Tuesday, January 01, 2008

resolve: to find or be found.

I think I'm lost.

I recently went to a small political gathering and had the opportunity to discuss world politics and the presidential primaries and Benazir Bhutto's assassination and the economic and political influence of South America with a handful of people. Although I had signed up to attend, I was dreading actually attending. Who did I think I was? I hardly follow politics anymore, I'm resigned to voting third party just as a big Fuck You to our current system of government, and frankly, I'd rather do nothing at all than get all gussied up to speak with smarmy politicians. But I got there and I met earnest people doing interesting things with a variety of professions and interests and I nearly burst with happiness. I started to remember what it felt like to talk about Big Ideas and thinking about Important Things.

It made me downright giddy. I loved academia, I loved having a physical location dedicated to thinking and talking about Big Things. By the end of law school I was sick of talking and thinking and ready to do. But now "doing" is something I've had enough of, after two years of doing it and doing it and doing it well (Thanks LL Cool J) and I'm ready to start thinking again. I want to muse, to discuss, to learn. I want to stop talking about work all the time, or thinking about work all the time. I want to feel like I'm being an active participant in the world and not just going to work and coming home.

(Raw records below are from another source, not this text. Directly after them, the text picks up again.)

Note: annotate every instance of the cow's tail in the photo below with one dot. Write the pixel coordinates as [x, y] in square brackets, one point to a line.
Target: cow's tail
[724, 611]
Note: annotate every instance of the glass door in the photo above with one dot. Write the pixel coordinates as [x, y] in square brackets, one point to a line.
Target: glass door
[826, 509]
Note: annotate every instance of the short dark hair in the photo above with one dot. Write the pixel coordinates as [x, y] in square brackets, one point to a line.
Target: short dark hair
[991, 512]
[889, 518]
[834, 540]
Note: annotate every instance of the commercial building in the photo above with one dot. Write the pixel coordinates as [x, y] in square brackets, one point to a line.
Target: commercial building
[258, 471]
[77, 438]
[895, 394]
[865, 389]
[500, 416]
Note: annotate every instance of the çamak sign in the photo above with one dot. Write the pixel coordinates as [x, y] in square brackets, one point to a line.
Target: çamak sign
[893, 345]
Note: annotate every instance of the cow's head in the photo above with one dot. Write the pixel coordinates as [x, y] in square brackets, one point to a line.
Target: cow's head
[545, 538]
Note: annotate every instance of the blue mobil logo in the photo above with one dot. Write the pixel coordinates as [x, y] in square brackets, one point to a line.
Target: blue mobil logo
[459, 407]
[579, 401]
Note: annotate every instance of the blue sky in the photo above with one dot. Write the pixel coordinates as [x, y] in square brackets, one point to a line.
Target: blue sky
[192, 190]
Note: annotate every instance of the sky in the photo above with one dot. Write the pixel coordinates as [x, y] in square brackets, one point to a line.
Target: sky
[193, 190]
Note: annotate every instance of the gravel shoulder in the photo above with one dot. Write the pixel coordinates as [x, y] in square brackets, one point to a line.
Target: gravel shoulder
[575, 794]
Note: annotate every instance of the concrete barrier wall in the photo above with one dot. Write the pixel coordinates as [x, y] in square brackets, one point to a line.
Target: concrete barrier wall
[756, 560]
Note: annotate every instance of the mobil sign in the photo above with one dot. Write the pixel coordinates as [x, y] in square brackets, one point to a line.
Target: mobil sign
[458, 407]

I feel like I somehow, somewhere along the way, stopped really living. I've just sort of been getting by, figuring that one day I'll stop being so busy and then have the time to live the way I want my life to be. There have been a few reasons for this. First, I met someone. Having a boyfriend was a great reason to not doing anything anymore. I have someone to lie around and watch TV with all day, someone who will order in takeout and lie in bed late into the day. Second, work took up so much of my time that in the absence of work, I wanted to do as little as possible. Third, I just sort of forgot what makes me happy, and never really thought to stop and update that list.

I learned last year, but somehow forgot again, that work cannot be the only thing in my life. It has always been important to me to work a job to which I am personally and deeply committed. But I need to remind myself that it's also ok to remember that it's just a job, in the sense that there is no way my job can encompass everything that's wonderful about the world. (As a matter of fact, being a public defender tends to encompass a lot that is deeply tragic about the world.)

I feel some long bouts of self-imposed isolation coming on. Or in the alternative, I need to switch up my scene quite a bit. Too much of my personal life is invested in work and coworkers, and too much of my work life has eclipsed any semblance of a personal life. I am ready to get out there and really participate in the world, to learn new things about people and ideas, to try things I've never done before. I'm going to commit to keeping my life and the people around me positive, and to give myself permission to release the things that are not positive, as painful as it may be. I have to keep learning and seeking and moving forward, and I'm ready to cut a bold path for myself in the world.